In the time-series prediction task, this study evaluates multiple Transformer models with different attention mechanisms to model latent vectors, enhancing the stability and accuracy of future flow field evolution predictions. Experimental results reveal that, based on the high-quality reduced-order representations from SFS-VAE, predicted curves closely match real data in short-term time series prediction, validating the model’s robustness and generalization capabilities in long-term prediction tasks. Additionally, the study discusses model parameters and module placement, clarifying key optimization factors.
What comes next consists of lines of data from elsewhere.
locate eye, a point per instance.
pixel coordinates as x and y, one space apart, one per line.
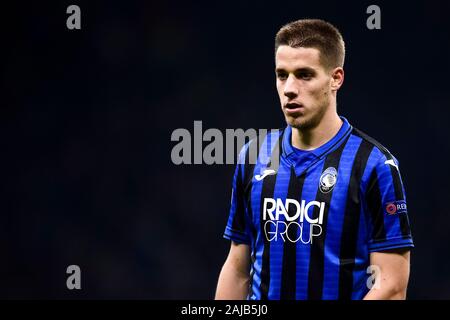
282 75
304 75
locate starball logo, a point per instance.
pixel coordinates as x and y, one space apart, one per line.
280 226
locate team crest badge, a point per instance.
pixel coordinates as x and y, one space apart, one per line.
328 180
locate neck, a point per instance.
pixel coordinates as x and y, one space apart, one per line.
312 138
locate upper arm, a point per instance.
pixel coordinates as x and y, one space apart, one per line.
386 203
239 257
393 268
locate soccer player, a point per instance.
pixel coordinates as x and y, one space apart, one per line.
329 220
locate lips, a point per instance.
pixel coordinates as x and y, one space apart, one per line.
293 108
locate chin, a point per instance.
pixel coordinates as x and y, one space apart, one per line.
299 122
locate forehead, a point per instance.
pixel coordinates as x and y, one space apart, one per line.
294 58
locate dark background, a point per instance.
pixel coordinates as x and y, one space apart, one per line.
87 116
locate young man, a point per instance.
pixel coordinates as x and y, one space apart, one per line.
330 220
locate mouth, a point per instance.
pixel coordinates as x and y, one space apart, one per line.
293 108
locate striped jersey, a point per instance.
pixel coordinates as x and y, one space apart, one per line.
312 218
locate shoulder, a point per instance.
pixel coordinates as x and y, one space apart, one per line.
378 152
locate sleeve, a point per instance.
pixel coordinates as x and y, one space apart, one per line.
238 226
389 226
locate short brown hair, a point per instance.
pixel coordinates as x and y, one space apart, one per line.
314 33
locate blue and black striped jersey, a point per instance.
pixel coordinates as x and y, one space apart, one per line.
312 219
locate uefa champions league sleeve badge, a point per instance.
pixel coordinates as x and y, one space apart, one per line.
328 180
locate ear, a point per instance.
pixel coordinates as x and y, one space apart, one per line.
337 78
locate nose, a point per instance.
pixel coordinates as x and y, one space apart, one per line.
290 88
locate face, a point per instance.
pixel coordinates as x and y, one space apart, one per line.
306 89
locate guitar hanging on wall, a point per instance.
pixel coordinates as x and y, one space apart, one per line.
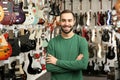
111 54
17 9
1 13
5 48
9 15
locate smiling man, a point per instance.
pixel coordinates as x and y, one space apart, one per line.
67 53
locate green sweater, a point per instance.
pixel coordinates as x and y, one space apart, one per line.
66 51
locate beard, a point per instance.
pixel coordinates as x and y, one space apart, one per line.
66 32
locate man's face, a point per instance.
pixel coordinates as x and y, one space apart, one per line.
67 22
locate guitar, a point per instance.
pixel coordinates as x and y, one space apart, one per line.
30 69
41 11
9 16
105 35
6 70
52 6
1 13
35 12
109 18
93 35
28 9
5 48
111 54
17 9
81 17
19 72
88 19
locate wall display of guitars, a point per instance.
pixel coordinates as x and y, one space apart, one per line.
29 41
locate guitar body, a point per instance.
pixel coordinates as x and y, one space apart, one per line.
9 16
20 15
5 48
31 70
105 35
109 17
81 19
102 22
28 9
1 13
111 54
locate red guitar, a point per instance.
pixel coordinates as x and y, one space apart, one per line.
5 48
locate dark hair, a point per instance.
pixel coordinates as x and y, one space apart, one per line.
67 11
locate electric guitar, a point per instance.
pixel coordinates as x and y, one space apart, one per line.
30 69
111 54
1 13
81 17
17 9
9 16
28 9
19 72
5 48
105 35
109 17
6 70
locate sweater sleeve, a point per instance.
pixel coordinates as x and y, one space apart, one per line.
77 64
51 67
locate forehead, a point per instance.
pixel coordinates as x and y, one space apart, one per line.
67 16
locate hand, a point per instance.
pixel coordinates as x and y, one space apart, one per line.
51 59
79 57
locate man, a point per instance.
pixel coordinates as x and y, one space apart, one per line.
67 53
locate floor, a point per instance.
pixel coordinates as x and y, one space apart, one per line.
47 77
Experiments show that with a latent variable dimension of 10 and with $\beta$ set to 0.01, the model achieves improved feature orthogonality while maintaining reconstruction accuracy. Regarding PFSM placement, optimal energy accumulation and image reconstruction performance are achieved only when the module is positioned in the middle layer of the encoder. Placement at the bottom or top layers results in a significant decrease in energy despite minimal change in PSNR, indicating a strong correlation between module position and the model’s information extraction ability. Cross-condition experiments verify the strong generalization capability of SFS-VAE across different Mach numbers, temperature ratios, and blowing ratios. The fluctuations in various performance indicators are limited to about 1 to 2 units, demonstrating the model’s broad applicability in engineering flow control and real-time monitoring.
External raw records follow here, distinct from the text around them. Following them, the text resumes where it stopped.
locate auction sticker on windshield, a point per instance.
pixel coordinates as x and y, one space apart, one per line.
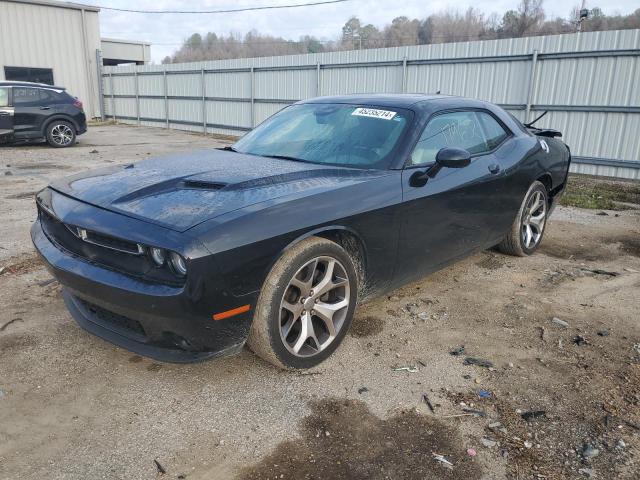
375 113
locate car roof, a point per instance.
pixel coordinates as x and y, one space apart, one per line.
399 100
9 83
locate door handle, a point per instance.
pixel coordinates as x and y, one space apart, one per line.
494 168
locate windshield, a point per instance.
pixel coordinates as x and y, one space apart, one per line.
335 134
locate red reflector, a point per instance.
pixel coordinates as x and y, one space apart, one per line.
231 313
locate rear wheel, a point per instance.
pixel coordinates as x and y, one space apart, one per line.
306 305
60 134
528 227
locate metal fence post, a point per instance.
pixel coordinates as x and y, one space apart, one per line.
135 76
253 100
404 74
100 83
204 102
113 97
166 97
532 81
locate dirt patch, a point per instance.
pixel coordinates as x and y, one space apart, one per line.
366 326
491 262
630 245
342 439
41 166
22 264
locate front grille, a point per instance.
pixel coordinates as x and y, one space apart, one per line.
105 317
109 252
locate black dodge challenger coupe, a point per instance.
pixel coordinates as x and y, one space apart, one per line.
274 240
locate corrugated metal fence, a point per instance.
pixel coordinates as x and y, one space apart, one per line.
589 82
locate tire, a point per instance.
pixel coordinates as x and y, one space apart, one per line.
282 313
61 134
528 227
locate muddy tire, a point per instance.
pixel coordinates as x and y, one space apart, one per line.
528 227
306 305
61 134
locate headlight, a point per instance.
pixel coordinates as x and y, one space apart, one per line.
179 264
158 255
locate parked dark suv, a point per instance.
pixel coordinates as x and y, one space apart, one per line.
30 111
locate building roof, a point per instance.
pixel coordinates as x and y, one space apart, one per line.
10 83
56 4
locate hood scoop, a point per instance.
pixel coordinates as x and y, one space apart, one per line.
203 185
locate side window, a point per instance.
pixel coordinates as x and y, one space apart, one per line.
4 97
454 129
49 97
493 131
476 132
25 97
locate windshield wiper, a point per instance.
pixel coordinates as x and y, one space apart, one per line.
286 157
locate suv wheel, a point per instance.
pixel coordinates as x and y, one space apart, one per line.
306 305
61 134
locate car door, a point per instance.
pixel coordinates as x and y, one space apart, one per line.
6 114
456 211
28 112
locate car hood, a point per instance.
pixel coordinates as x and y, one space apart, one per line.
181 191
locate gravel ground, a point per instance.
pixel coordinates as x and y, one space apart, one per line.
558 401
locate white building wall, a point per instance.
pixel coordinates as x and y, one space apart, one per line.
51 35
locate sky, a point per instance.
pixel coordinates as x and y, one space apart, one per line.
166 32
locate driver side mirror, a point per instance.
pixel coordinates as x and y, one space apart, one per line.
448 157
453 157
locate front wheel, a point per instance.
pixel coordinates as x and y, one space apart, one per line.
61 134
528 227
306 305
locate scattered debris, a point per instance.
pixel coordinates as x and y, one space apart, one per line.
161 469
2 328
530 415
478 361
406 369
579 340
599 271
457 351
426 400
560 323
488 442
440 458
589 451
589 472
477 413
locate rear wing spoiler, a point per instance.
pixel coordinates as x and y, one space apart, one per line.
542 132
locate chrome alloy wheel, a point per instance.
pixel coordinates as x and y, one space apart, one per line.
314 306
61 135
534 217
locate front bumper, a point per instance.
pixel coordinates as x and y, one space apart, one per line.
167 323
The integration of PFSM and FSEM enhances reconstruction fidelity in sharp-gradient, jet-boundary, and fine-scale regions, improving local detail while preserving the physical interpretability of latent modes. However, several limitations must be acknowledged. First, enhancement performance is sensitive to hyperparameter tuning, including convolution kernel scales, attention weights, and the balance between frequency and spatial contributions. Optimal values can vary with flow regimes and image acquisition settings, necessitating re-tuning or adaptive strategies for deployment in diverse scenarios. Second, while the current model introduces minimal additional training overhead compared with the baseline VAE at moderate resolutions, its inference performance under higher-resolution datasets and longer time-series inputs still requires careful evaluation, which is critical for practical applicability. Due to equipment limitations, experiments involving higher-resolution schlieren datasets, extended temporal sequences, and performance benchmarks across different GPU devices have not yet been conducted, constraining generalization and scalability analysis. Lastly, while the enhancement improves modal interpretability for velocity- and density-related structures, its extension to other scalar fields remains unverified and may require tailored preprocessing or feature fusion schemes. These limitations highlight the need for adaptive parameter control, automated module configuration, more robust denoising, and the development of scalable training and inference strategies.
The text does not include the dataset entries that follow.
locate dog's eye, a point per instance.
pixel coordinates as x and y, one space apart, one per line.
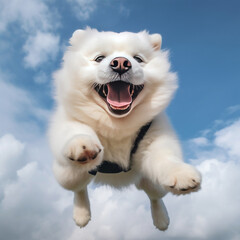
99 58
138 59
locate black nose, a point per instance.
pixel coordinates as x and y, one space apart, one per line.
120 65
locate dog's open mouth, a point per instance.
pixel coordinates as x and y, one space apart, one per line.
119 95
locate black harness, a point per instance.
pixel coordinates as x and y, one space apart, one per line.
110 167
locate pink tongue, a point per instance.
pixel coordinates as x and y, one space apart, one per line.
119 94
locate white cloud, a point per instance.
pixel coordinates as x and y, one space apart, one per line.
41 78
40 48
83 8
31 15
200 141
36 22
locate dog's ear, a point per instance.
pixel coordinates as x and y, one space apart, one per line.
77 36
156 40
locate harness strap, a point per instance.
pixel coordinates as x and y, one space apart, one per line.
111 167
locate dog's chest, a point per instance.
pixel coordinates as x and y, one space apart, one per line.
117 151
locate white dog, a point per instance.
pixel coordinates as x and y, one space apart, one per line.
110 126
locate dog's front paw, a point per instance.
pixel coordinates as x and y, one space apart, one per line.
81 217
84 150
183 179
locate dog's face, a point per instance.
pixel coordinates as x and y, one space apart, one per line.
118 74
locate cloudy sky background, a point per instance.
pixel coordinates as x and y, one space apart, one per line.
204 42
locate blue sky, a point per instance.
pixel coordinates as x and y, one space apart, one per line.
203 38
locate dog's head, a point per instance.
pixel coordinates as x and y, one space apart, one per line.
107 76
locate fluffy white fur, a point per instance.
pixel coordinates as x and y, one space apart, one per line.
82 122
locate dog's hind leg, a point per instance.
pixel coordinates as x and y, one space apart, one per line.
81 210
158 209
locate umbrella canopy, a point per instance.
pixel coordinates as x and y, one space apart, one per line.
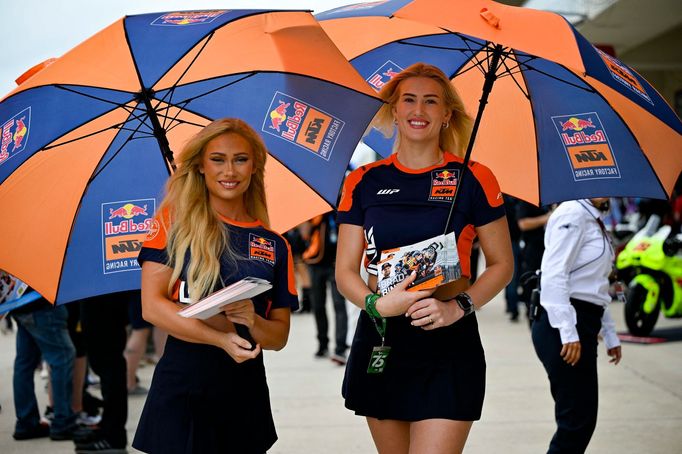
88 141
556 119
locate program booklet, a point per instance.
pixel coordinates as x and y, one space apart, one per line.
435 261
213 303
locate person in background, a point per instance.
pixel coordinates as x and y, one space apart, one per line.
425 394
572 315
209 392
320 256
531 221
298 238
511 291
42 333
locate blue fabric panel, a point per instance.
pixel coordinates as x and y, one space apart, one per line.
158 40
584 148
110 225
33 119
447 51
626 81
387 9
304 122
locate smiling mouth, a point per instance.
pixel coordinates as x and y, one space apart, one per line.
418 123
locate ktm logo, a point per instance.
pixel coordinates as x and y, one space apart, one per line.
590 156
124 246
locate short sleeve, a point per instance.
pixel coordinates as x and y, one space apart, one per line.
488 202
350 206
284 285
154 246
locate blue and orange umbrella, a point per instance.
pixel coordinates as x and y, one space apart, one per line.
555 118
88 140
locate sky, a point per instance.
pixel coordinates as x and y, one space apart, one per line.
35 30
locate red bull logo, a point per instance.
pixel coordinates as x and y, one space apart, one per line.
125 226
443 184
302 124
587 146
262 249
14 134
576 124
624 75
128 211
188 18
383 74
359 6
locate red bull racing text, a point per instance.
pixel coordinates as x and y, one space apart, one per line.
125 226
587 146
14 134
302 124
262 249
623 75
188 18
443 184
381 76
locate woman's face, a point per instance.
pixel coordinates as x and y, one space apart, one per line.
420 110
227 165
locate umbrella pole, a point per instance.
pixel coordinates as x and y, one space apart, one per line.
490 78
160 134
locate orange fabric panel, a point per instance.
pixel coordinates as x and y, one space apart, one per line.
376 31
284 41
101 61
540 33
353 179
464 244
506 140
53 180
661 144
290 200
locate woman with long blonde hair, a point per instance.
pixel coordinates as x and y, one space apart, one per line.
416 370
209 392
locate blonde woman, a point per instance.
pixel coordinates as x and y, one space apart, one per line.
425 394
209 392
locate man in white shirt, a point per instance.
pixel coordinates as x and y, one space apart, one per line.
574 302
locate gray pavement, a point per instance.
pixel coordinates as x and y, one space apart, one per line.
640 400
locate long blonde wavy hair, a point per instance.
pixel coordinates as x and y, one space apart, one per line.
455 137
195 225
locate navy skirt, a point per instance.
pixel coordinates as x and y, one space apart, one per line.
428 374
201 401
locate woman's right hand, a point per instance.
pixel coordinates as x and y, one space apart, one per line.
238 347
399 299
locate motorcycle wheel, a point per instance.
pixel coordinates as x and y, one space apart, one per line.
639 322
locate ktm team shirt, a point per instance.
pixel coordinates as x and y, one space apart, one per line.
265 254
398 206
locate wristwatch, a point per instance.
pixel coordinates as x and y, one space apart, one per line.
464 302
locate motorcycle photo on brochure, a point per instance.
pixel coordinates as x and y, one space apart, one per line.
651 267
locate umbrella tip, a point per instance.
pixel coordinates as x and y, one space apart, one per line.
34 70
490 18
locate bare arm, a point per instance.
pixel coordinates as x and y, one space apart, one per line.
160 311
432 313
526 224
496 246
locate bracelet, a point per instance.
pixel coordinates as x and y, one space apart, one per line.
370 305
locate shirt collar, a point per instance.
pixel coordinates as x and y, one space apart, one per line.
591 208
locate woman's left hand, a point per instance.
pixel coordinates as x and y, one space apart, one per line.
241 312
431 313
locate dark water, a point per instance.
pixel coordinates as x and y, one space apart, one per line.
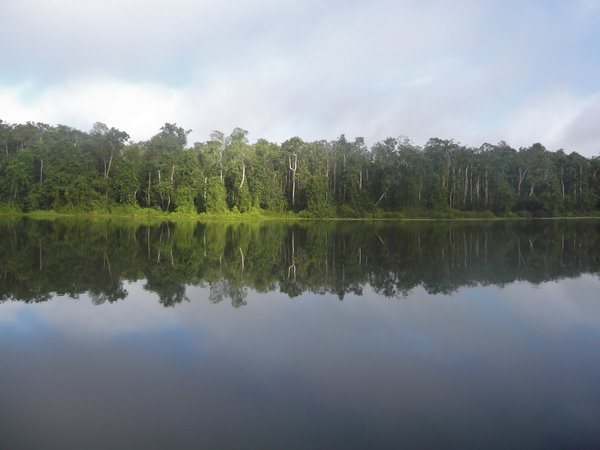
299 335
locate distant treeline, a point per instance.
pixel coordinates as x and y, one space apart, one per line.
60 168
43 258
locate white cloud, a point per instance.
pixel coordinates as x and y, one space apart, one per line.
467 70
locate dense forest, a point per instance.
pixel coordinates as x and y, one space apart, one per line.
228 258
60 168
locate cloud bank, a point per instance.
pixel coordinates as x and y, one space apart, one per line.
474 71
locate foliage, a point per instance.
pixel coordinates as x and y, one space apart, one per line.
60 168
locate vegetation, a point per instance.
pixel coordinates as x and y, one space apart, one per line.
40 258
60 168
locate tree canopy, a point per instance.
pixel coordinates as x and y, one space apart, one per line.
58 167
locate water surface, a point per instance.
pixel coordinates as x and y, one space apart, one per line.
299 335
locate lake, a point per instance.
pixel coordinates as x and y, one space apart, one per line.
299 335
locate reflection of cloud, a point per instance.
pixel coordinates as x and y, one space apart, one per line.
420 317
557 305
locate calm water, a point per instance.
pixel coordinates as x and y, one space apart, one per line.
299 336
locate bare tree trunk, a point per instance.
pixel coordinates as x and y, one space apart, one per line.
293 171
149 186
522 174
243 174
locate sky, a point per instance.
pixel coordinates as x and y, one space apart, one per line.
476 71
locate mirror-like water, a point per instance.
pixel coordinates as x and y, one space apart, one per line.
117 334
Ultimately, this work not only provides a powerful tool for fluid dynamics diagnostics but also presents a robust framework for interpreting complex, high-dimensional data across scientific imaging domains. Future research will pursue several directions: (1) developing adaptive $\beta$ parameter selection strategies that automatically adjust based on latent space energy distribution and reconstruction-error patterns; (2) implementing self-tuning enhancement modules, where PFSM scales and FSEM attention weighting are optimized via meta-learning to minimize manual tuning; (3) introducing enhanced data-augmentation strategies—such as diffusion-model-based frame interpolation—to enrich schlieren image datasets; (4) extending the framework to cases where different physical effects interact, such as flows with chemical reactions or combined air-and-heat effects; (5) conducting systematic performance benchmarking across different GPU architectures to evaluate inference efficiency, optimize resource utilization, and support scalability to higher-resolution datasets and extended temporal sequences. These improvements will not only address the current limitations but also broaden the applicability of SFS-VAE towards more diverse, complex, and operational environments.